Until I discovered MMT I was of the opinion that a capitalist economy wasn’t capable of getting anywhere near the best out of what was available to it except under conditions of wartime direct control – which isn’t really capitalism anyway. Now, I think it might be possible but we’ll see.
When we see supermarkets replace checkout staff which automatic readers, and bank tellers by ATMs etc we should all think – Good! That’s one boring job which doesn’t need doing and it will free up someone to do something else which is maybe not so boring and more useful.But of course we don’t. We ( or at least I do) think that those ex-checkout staff and ex-tellers are probably now in the unemployment queues or working in a ZHC lowly paid job somewhere.
That’s because the economy still isn’t run on sensible lines and for the benefit of all. ie including supermarket check-out workers. Hopefully Mr Corbyn can help fix that.
First off can the proposed educational tool be used to try and educate Labour MPs. Their economic illiteracy is a nightmare.
Bill Mitchell has just published an article today saying the same:-
http://bilbo.economicoutlook.net/blog/?p=31867
It’s not very accurate though
Richard- would you be able to comment on the bits with which you agree / disagree with Bill Mitchell’s blog?
Do you have minor quibbles with his summary of the Thatcher/Blair period? Do you think the major thrust of his analysis is wrong? Or do you disagree on tactics suggested for the future?
If I have understood your and his previous work, you seem to differ most when it comes to the descriptions of what is recommended. He sees a change in the language of economics as a prerequisite for breaking the Neo-liberal mindset, whereas you focus on promoting policies that, to those that pay attention, question the same assumptions.
Is this a fair summary? Do you believe he is ‘not very accurate’ in his criticism of the timidity of the emerging UK debate?
Trevor
Would love that time
Broadly I think Bill just too negative
The glass is fuller than Bill often thinks
Richard
Bill’s conclusion:
“That is plenty of time to start the process of re-education which will force a change in the public debate because then the conservatives will have to explain why fiscal surpluses are desirable rather than just asserting their view and reinforcing the lack of credible explanation with a series of metaphors that play on our ignorance.”

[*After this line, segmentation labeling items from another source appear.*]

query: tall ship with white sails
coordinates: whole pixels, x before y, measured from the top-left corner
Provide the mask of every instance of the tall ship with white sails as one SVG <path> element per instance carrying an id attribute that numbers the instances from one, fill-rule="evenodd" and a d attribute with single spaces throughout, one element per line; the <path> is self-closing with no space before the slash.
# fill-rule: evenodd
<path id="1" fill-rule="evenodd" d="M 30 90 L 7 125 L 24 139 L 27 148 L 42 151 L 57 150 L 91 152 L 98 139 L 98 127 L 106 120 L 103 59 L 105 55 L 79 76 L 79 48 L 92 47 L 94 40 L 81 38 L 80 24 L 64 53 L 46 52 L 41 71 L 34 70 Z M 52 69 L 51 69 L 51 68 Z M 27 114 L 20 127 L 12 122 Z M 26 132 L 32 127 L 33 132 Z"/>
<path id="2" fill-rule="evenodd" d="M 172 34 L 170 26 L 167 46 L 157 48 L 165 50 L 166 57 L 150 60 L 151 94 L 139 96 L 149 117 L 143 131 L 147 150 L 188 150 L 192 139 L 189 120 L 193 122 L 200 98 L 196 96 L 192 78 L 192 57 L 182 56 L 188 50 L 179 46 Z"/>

I think Bill’s message of how language manipulation creates subconscious ‘consilience’is vital and goes back to Bernays’ and ‘manufacturing consent’.
Given the reach of corporate lobbying and revolving door influence on the body politic I would imagine that the well known words of the late Upton Sinclair would probably apply:
“It is difficult to get a man to understand something when his salary depends on him not understanding it.”
Coupled with the immense inertia generated by years of indoctrination in which the personal psychology of so many is held together by a faith based model masquerading as the only possible way I would suggest this would be like casting pearls before swine.
It is just not possible to educate pork. You might just as well try polishing a turd.